The Dark Knight was not any fun.
It went on for at least a half-hour more than it needed to. At one point towards what I thought would be the end (Harvey and Rachel are imprisoned by vats of gasoline), I'm thinking, "Oh man, massive disfigurement coming up, I don't want to see this." So I scootch out (fortunately Bro and I are sitting in the, um, handicapped seats) and lurk outside the theater. Nothing's going on, but I notice that Mamma Mia! is playing.
So I sneak in to Mamma Mia and watch a few minutes. I'm amused, I'm reminded that the whole world is not the crapsack city of Gotham, I'm ready to go back into Dark Knight and watch the denouement.
Except it isn' t the denouement. All that has been was just another flinging-flanging rising action! It's almost like the Joker himself wrote this screenplay, jerking the audience with "Now the film's going to be over! Gotcha, it isn't! You have to sit through another villain going around and wreaking havoc on the place!" Just end the damn film already, will you? No, I don't want to see how you made the actor half-normal actor and half-extra from Pirates of the Caribbean, so stop showing me!!

Now, that said, Heath Ledger was good. He was very good. He did not make it look easy, which is what most performances attempt to do, but then again, maybe that works better. And I don't want to end this just by saying he was "good." He was precise. By gestures, by speech and inflection, by that little tongue-flick, he made a character completely independent of the lines and actions the script gave him.  He was so precise, so careful, so methodical in every bitty detail, that it worked. Consistent and utterly,  utterly, focused, it worked.
When I reviewed this to my dad, I compared his performance to the unhinged roles of the M.C. in Cabaret and Captain Jack Sparrow.  Now, I would add Norma Desmond to this list.  (Sunset Boulevard. Good movie. Pretty nice street, too.) In that, what I said was, "This is the kind of performance that a really good actor should do once in his career - but not more than that." (Exception: Joel Grey as the M.C., doing it on Broadway and in the film. Incredible. Example: Johnny Depp as Jack Sparrow. He lost so much pizzazz in movie two.)
Oscar worthy? Not sure. Really not sure.  I still think that Depp deserved the nomination for Jack Sparrow, but that was partially because the Academy never recognizes comedy and the mold needs to be shaken up.
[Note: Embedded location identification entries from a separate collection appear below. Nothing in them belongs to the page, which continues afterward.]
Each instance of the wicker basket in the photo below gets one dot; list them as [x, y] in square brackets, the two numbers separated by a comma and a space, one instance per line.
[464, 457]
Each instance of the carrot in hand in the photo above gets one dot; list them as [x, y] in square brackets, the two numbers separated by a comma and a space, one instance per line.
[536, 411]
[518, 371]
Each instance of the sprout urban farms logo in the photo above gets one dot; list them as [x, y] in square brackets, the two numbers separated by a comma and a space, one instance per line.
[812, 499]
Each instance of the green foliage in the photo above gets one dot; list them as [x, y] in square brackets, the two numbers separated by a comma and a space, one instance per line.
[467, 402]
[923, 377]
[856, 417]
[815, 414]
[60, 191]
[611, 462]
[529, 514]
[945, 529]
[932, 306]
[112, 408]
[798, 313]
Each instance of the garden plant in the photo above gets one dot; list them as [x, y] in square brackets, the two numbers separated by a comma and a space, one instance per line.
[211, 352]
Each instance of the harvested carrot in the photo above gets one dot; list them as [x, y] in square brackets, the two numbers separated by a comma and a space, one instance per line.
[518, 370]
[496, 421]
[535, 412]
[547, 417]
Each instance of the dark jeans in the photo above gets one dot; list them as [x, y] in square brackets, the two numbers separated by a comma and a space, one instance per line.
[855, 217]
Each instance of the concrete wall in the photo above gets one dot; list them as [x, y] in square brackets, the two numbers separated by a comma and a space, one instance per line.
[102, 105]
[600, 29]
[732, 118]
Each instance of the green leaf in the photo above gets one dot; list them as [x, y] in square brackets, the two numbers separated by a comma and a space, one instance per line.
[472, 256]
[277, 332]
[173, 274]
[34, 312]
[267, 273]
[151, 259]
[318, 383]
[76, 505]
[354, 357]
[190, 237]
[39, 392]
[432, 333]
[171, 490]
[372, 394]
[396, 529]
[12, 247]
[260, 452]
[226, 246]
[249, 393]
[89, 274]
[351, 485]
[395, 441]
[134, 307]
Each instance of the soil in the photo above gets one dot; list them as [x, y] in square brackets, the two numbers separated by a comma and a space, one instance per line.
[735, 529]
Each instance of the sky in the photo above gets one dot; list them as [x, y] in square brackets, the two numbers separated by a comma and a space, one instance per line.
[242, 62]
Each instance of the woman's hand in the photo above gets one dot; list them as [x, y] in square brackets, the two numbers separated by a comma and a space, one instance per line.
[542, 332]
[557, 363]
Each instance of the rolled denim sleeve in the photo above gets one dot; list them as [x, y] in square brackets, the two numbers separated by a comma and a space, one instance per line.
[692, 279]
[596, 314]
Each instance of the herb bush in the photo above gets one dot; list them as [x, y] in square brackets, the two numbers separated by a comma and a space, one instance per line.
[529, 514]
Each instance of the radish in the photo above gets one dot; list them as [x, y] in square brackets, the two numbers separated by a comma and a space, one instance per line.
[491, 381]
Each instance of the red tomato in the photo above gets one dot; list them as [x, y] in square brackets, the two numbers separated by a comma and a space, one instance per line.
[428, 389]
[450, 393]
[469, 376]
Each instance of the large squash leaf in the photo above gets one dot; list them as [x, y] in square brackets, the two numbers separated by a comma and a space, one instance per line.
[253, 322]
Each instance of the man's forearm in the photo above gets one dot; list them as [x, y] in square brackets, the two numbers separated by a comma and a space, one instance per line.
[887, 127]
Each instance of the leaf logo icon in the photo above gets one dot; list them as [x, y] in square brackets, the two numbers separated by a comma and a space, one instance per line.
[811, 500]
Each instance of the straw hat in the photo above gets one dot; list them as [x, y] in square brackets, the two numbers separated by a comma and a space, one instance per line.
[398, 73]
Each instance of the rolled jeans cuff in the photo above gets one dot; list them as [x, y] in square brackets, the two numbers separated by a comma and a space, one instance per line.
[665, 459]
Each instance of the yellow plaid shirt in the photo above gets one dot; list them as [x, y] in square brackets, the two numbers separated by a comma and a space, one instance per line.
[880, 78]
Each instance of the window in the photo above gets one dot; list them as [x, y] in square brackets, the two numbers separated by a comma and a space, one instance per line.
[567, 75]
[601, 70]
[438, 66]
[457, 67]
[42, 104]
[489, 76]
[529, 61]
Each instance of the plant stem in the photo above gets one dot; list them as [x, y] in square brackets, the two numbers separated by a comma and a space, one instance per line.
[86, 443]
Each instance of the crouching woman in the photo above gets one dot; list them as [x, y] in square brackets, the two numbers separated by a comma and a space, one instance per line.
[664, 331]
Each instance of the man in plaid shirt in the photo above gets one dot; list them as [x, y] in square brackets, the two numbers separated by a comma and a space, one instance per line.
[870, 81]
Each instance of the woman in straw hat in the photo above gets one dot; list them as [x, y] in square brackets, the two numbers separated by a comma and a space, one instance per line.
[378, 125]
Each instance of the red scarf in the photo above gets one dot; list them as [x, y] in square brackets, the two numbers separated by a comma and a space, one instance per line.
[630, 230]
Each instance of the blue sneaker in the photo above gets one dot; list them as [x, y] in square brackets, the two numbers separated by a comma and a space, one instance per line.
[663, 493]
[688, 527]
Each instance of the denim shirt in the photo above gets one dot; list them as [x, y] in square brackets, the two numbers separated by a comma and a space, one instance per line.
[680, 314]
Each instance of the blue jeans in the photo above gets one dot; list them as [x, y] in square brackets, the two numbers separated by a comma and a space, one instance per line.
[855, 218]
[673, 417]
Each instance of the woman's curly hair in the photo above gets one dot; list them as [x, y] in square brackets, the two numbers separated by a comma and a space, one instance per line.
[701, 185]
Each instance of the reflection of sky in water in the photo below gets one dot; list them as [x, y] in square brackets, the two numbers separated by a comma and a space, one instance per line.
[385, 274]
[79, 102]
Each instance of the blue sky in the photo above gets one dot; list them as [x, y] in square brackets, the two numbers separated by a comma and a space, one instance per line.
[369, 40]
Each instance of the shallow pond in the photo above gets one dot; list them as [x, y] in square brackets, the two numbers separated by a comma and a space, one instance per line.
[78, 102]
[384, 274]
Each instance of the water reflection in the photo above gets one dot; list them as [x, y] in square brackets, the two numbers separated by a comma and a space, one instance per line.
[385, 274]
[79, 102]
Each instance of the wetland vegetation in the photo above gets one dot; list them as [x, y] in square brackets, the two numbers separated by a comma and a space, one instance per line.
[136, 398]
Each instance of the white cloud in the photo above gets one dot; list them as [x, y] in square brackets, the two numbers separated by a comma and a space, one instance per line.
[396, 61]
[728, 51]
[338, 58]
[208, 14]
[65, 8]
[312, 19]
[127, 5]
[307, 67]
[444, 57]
Plus, I really can't help but think that everyone is piling up the love for Heath Ledger and his performance out of a kind of contrition, a way to apologize. There's this sense of "He died for this role, it has got to be good! It has got to be worth it!" Or at least, this was his last gift to the world, it has got to be worth it.
Poor Heath Ledger. Soon he'll be another name on that roster of promising actors who died young, and all this public grief over him will dissipate and be just a memory.

On the other actors: Christian Bale. Will you stand still for a minute or two so I can glomp you with my eyes? And could you recite a bit of your dialogue as Howl while you're at it? Please? It would make the movie so much more interesting.
Michael Caine: I want to hug you and then seat you in a corner and have you recite your closing lines from The Man Who Would Be King: "and ol' Danny fell. Round and round and round he fell, round and round, like a pennywhirligig. Twenty thousand miles -- for it took 'im, half an hour to fall."

In summary: The Dark Knight was not very fun. It took itself very, very seriously and went on for too long, and the only thing that it said was something about legends and public appearances, something that, as we don't have any actual superheroes, I don't see as being that applicable. And it's possible that Wicked said it better in the first place.

*whoo* needed to get that out of my system. Respond away.